Ordinary Human Language

by Brian Crane

The Life and Times of Michael K

This novel reminded me of Cormac McCarthy’s The Road. Both are about a man stripped down to basics by apocalypse. The apocalypse forces a renunciation of what we think of as ordinary life and raises the question of what we really need to be true to ourselves or perhaps good or maybe (?) happy or content. There are big differences between the two but this core similarity remains.

My sense of the book’s stance: mankind is unable to let go of what destroys him and what makes him miserable. So he is destroyed and must learn to live without anything. The life he finds appears meagre and horrific. (A point-of-view switch in the second part makes that clear brilliantly. It also suggests how little do-gooderism is worth when fundamentals are wrong.) But that horrific life is at least his and seems…

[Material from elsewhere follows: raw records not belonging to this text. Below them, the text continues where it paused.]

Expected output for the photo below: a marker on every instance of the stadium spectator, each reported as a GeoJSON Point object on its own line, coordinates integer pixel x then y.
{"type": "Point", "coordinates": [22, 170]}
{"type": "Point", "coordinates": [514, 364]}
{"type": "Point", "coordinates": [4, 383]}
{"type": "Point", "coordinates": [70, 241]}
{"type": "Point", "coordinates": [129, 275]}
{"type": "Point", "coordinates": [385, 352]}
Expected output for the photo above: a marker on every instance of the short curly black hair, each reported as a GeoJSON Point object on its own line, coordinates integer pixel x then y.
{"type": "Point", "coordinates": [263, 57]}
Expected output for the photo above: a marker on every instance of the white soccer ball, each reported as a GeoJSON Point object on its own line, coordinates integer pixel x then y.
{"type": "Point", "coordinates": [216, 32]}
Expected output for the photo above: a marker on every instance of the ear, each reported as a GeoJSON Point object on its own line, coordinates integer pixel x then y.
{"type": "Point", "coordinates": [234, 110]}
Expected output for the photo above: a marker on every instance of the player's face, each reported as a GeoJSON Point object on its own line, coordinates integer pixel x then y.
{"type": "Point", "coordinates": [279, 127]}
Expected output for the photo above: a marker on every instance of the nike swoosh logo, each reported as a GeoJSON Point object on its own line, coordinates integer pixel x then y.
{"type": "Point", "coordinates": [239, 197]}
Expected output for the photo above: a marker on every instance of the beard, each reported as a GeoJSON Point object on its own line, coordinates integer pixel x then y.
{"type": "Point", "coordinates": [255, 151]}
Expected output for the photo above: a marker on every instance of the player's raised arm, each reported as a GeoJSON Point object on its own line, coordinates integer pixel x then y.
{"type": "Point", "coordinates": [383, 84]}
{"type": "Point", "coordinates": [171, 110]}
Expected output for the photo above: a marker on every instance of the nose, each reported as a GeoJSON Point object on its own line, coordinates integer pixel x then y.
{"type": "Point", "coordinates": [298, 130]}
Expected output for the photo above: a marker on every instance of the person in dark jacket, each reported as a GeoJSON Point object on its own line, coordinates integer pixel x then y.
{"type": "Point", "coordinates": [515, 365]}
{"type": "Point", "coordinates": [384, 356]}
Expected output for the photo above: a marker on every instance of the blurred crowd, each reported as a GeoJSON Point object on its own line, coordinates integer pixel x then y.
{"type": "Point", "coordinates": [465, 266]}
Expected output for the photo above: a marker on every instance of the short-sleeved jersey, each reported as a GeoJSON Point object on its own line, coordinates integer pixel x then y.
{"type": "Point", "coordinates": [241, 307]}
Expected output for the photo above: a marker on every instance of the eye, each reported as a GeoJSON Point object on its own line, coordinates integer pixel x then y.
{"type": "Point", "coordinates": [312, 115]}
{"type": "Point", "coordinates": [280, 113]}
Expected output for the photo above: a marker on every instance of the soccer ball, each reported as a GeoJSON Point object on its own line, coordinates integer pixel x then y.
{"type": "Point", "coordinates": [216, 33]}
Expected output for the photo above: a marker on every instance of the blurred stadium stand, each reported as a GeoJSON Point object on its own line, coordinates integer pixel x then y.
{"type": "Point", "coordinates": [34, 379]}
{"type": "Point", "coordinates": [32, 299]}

Well, it’s hard to say, because I read from the position of the do-gooder in the second section. I can’t make myself write “his horrific life satisfies him” or that “it is sufficient” or whatever. In fact, the book makes it difficult to make any judgement about the protagonist or his state. He moves through the tale, a cypher, who shows the world and people around him for what they are, good or bad. What he is, I’m not sure. I do know that he doesn’t want or expect to die though. He’s alive at the novel’s close and the last word of the book is the verb “live.”

This book is digging for an image of the life that is real life, trying to figure out what it might be, but most clearly it shows that people dying in a dead system of violence and war can (and will) look at real life and mistake it for dying. Seems complicated and it is. But a very good book.

Foolish question: I know so little of modern South African history that I can’t tell if the historical events framing this story are imagined à The Road or history presented obliquely with the assumption that the reader can supply the decoder key.